In photos: Afghans celebrate Eid ul Fitr with joy and hope for the future

Salaam Times

Members of an honour guard greet each other June 15 after offering Eid ul Fitr prayers in Mazar-e-Sharif. [Farshad/Usyan/AFP]

Muslims hug each other after offering prayers at the start of Eid ul Fitr at the Shah-e Do Shamshira mosque in downtown Kabul June 15. [Noorullah Shirzada/AFP]

Women offer prayers at the start of Eid ul Fitr in Herat Province June 15. [Hoshang Hashimi/AFP]

Men offer prayers June 15, the first day of Eid ul Fitr, in Herat Province. [Hoshang Hashimi/AFP]

Boys and girls ride swings and play in Asadabad, Kunar Province, June 15. [Khalid Zerai]

A teenage girl plays traditional music for her friends June 15 in Watapur District, Kunar Province. [Khalid Zerai]

Taliban militants walk on the outskirts of Jalalabad June 16 as they take to the street to celebrate the ceasefire on the second day of Eid ul Fitr. [Noorullah Shirzada/AFP]

Taliban militants ride a motorbike as they celebrate the second day of Eid ul Fitr in the outskirts of Jalalabad June 16. [Noorullah Shirzada/AFP]

Kabul residents welcome Taliban fighters entering the city from Wardak-Ghazni highway June 16. [Andrew Quilty/Twitter]

A woman places a turban on the head of a Taliban fighter as a traditional sign of respect and dignity in Nangarhar Province June 17. A number of women demanded that the militants extend the ceasefire beyond the three days of Eid ul Fitr. [Nangarhar Provincial Media Office/Facebook]

KABUL -- Afghans across the country celebrated a relatively peaceful Eid ul Fitr after the Taliban agreed to a temporary ceasefire with the Afghan government for the three days marking the end of Ramadan.

In a bid to bring the Taliban to the negotiating table, the Afghan government on June 7 announced a week-long ceasefire with the group starting June 12. The Taliban agreed to hold the ceasefire June 15-17.

Kabul extended its ceasefire with the Taliban by 10 days on June 17 but said security forces would defend themselves if attacked.

President Ashraf Ghani also requested the Taliban extend their ceasefire, but the militant group said fighting would resume.


Taliban militants and local residents stand on an Afghan National Army (ANA) Humvee as they June 17 celebrate the unprecedented ceasefire on the third day of Eid ul Fitr in Maiwand District of Kandahar Province. [Javed Tanveer/AFP]
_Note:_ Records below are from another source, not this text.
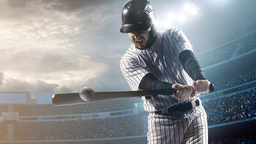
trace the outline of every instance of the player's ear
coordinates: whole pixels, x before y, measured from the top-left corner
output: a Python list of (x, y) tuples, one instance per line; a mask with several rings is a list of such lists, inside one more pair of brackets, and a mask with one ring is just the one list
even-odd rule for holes
[(154, 23), (150, 27), (151, 28), (151, 31), (152, 34), (153, 36), (155, 36), (156, 35), (156, 25)]

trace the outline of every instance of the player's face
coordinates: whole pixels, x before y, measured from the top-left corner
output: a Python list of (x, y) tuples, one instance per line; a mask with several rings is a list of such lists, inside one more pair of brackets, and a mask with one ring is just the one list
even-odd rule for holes
[(128, 33), (130, 39), (135, 44), (138, 48), (144, 49), (149, 47), (152, 42), (152, 35), (150, 32), (151, 28), (144, 31)]

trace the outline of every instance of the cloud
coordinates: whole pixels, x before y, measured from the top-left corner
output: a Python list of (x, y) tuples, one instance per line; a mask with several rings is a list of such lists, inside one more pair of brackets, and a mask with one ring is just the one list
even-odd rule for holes
[(128, 88), (119, 68), (130, 44), (119, 32), (126, 2), (0, 1), (0, 90), (32, 91), (34, 97), (84, 86)]

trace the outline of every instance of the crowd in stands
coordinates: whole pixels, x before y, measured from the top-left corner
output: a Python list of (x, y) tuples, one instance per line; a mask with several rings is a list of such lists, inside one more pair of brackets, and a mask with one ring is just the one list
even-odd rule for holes
[(133, 108), (141, 99), (119, 99), (85, 104), (56, 107), (52, 104), (13, 106), (19, 116), (47, 116), (96, 113), (123, 110)]
[[(238, 39), (225, 45), (216, 48), (211, 51), (208, 51), (197, 57), (202, 67), (208, 66), (231, 58), (234, 55), (241, 54), (249, 51), (255, 49), (256, 48), (256, 32), (249, 36)], [(242, 43), (241, 47), (237, 48), (237, 44)], [(239, 46), (238, 45), (238, 46)], [(235, 49), (239, 50), (236, 54), (234, 54)]]
[(256, 133), (243, 133), (209, 138), (209, 144), (252, 144), (256, 143)]
[(209, 80), (214, 84), (215, 91), (256, 80), (256, 63)]
[(236, 28), (233, 30), (226, 32), (224, 33), (219, 34), (221, 35), (217, 35), (211, 37), (207, 41), (203, 41), (200, 43), (196, 44), (193, 47), (193, 50), (195, 53), (198, 53), (210, 50), (217, 47), (219, 45), (227, 43), (229, 43), (234, 39), (238, 38), (240, 36), (239, 33), (241, 30), (240, 28)]
[(101, 139), (140, 135), (141, 117), (135, 114), (86, 120), (17, 122), (14, 124), (17, 140)]
[[(256, 87), (229, 96), (203, 101), (202, 103), (208, 116), (208, 125), (256, 117)], [(100, 139), (142, 134), (141, 117), (137, 114), (132, 116), (85, 120), (18, 122), (14, 125), (15, 136), (17, 140), (50, 140)], [(214, 143), (215, 142), (213, 140), (213, 143), (211, 144), (218, 144)]]
[(6, 139), (7, 135), (7, 124), (6, 122), (0, 122), (0, 140)]
[(245, 42), (245, 43), (242, 46), (242, 48), (237, 51), (237, 54), (241, 54), (249, 52), (251, 50), (255, 49), (256, 48), (256, 38), (251, 39)]
[(229, 96), (204, 101), (208, 125), (256, 116), (256, 87)]

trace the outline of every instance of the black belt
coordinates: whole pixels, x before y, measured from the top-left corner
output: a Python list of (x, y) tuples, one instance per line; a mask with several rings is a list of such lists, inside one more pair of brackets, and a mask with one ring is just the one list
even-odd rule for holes
[[(196, 106), (198, 106), (199, 105), (199, 101), (198, 100), (195, 101)], [(192, 106), (192, 102), (189, 102), (188, 103), (180, 104), (176, 106), (173, 106), (167, 109), (168, 112), (185, 112), (189, 111), (193, 108)], [(159, 115), (162, 115), (163, 113), (162, 111), (155, 111), (155, 113)]]

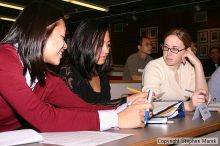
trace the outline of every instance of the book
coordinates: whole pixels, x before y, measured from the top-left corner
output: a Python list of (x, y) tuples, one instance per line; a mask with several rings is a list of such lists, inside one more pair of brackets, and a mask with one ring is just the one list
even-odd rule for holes
[(154, 117), (147, 121), (148, 124), (166, 124), (167, 122), (167, 117)]
[(174, 118), (184, 112), (183, 101), (157, 101), (153, 102), (153, 117)]
[(220, 103), (210, 103), (208, 105), (209, 111), (218, 111), (220, 112)]

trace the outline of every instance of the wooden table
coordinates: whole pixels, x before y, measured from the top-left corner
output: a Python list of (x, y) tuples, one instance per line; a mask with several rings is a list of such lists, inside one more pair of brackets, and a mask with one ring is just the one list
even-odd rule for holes
[[(134, 134), (120, 140), (103, 144), (102, 146), (154, 146), (157, 138), (198, 137), (220, 130), (220, 114), (212, 112), (207, 121), (198, 119), (192, 121), (193, 113), (187, 112), (184, 118), (172, 119), (171, 124), (151, 124), (146, 128), (110, 130), (116, 133)], [(52, 146), (48, 144), (28, 144), (25, 146)], [(54, 146), (54, 145), (53, 145)]]

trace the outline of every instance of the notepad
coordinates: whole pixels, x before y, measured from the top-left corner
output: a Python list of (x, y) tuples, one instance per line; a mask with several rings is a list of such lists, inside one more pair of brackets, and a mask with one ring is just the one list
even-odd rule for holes
[(182, 103), (182, 101), (153, 102), (153, 117), (167, 117), (168, 119), (176, 117)]
[(168, 122), (167, 117), (151, 118), (148, 120), (148, 124), (166, 124)]
[(220, 103), (211, 103), (208, 105), (209, 111), (220, 111)]

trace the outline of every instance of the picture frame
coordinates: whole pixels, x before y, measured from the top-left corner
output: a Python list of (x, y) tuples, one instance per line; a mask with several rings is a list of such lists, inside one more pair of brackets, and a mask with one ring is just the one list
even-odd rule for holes
[(114, 32), (123, 32), (123, 23), (114, 24)]
[(158, 53), (158, 45), (156, 41), (152, 42), (152, 51), (151, 53)]
[(199, 42), (207, 43), (208, 42), (208, 31), (200, 31), (199, 32)]
[(208, 45), (199, 46), (199, 56), (203, 58), (208, 57)]
[(149, 38), (151, 39), (157, 39), (157, 27), (150, 27), (149, 28)]
[(211, 42), (218, 42), (219, 41), (219, 31), (218, 30), (210, 31), (210, 41)]
[(148, 36), (148, 30), (146, 27), (140, 28), (140, 36)]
But for the three days marking Eid ul Fitr, jubilant scenes of Taliban and Afghan security forces' spontaneous celebrations showed that many fighters on both sides are fed up with fighting.

In scenes unimaginable only a few days ago, Taliban fighters and security forces were seen hugging and taking selfies together around the country.

Civilians, who have borne the brunt of the bloody war, also flocked to greet the insurgents as they entered urban areas that they usually visit only to attack, including Kabul.

"We have held the ceasefire well so far," Taliban commander Baba told AFP during celebrations in Nangarhar June 16.

"Everyone is tired of war, and if our leaders order us to continue the ceasefire, we will hold it forever," he said.

"I used to not buy myself new clothes and shoes because I did not enjoy previous Eids," Helaluddin, 35, a resident of Jalalabad, told Salaam Times. "This year I bought new clothes and a new vest to celebrate a peaceful Eid."

[Khalid Zerai from Kunar Province contributed to this article.]